In der Land-Wirtschaft Thalhausen bei Mariakirchen fand die jüngste Gesellschafterversammlung der XperRegio GmbH statt. Geschäftsführer Alfons Sittinger konnte dazu die Bürgermeister bzw. ihre Vertreter aus 20 Gemeinden sowie des Landratsamtes Rottal-Inn begrüßen. Steuerberater Thomas Kaempfel stellte zunächst die Jahresabschlüsse 2007 bis 2009 vor. Alfons Sittinger gab den Stand des BMU-Projektes „Effiziente kommunale Anlagen“ wieder, in dem Kommunen Maßnahmen zur Energie- und CO2-Einsparung bei Anlagen zur Wasserver- und Abwasserentsorgung beantragen können. Außerdem berichtete er von der Korrespondenz mit Ministerpräsident Seehofer, in der es um die Einführung regionaler Budgets nach dem Vorbild von XperRegio ging. Franz Hofmann von der Firma HPE ging auf Fragen der Bürgermeister zum Stand des Breitbandausbaus in den XperRegio-Kommunen ein. Regionalmanagerin Inge Hitzenberger schließlich informierte über die aktuellen Aktivitäten im Unternehmens- und Bildungsbereich.

In diesem Rahmen feierte man auch den Abschied vom langjährigen Regionalentwickler Franz Dullinger. Geschäftsführer Alfons Sittinger bedankte sich bei ihm für die fast 10-jährige Zusammenarbeit. Dass es die heutige kommunale Allianz von 22 Kommunen gebe, sei maßgeblich Franz Dullingers Verdienst. Er habe sowohl den Namen XperRegio geprägt als auch die ersten Versuche der kommunalen Zusammenarbeit im Regionalentwicklungs-prozess begleitet. Der größte Erfolg war es, das EU-Regionalprogramm initiiert und in den Jahren 2005 bis 2008 erfolgreich abgewickelt zu haben. Die Europäische Kommission habe diese Initiative als Modell für regionale Entwicklung ausgewählt und damit erstmalig regionale Entscheider mit der Kompetenz ausgestattet, EU-Mittel eigenverantwortlich zur Unternehmerförderung einzusetzen.

Weitere Meilensteine waren die Erstellung eines Regionalen Entwicklungskonzepts als Bedingung für die erfolgreiche Bewerbung als Leader-Region sowie die Einrichtung eines Regionalmanagements.
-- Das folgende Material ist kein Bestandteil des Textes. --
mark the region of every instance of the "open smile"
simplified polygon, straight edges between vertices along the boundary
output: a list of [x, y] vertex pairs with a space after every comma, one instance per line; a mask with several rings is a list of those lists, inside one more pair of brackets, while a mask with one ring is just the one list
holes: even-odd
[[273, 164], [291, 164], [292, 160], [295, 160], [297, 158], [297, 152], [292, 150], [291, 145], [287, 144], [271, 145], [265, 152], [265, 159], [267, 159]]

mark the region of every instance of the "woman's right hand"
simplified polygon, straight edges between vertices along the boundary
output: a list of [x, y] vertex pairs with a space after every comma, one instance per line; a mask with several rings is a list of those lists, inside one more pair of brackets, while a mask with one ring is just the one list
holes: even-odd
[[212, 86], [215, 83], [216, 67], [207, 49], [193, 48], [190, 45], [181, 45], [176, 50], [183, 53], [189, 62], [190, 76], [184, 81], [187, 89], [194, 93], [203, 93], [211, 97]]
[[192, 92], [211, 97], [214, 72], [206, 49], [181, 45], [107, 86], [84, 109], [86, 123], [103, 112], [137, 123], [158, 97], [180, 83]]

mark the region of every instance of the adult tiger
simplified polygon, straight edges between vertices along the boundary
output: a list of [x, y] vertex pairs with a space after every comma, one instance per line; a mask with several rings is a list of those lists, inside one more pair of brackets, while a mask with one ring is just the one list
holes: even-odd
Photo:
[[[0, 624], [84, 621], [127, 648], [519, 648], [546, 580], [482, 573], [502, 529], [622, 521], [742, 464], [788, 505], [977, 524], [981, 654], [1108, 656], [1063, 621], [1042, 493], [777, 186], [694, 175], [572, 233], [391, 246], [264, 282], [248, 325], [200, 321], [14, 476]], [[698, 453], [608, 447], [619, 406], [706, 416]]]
Eigeninitiative, Innovation und Heimatverbundenheit – das seien nicht nur Leitgedanken des Regionalen Entwicklungskonzepts, sondern prägten auch den Arbeitsstil Franz Dullingers. Mit der Überreichung einer „Niederbayerischen Landschaft“ des Simbacher Künstlers Josef Karl Nerud beschloss Alfons Sittinger seine kurze Laudatio.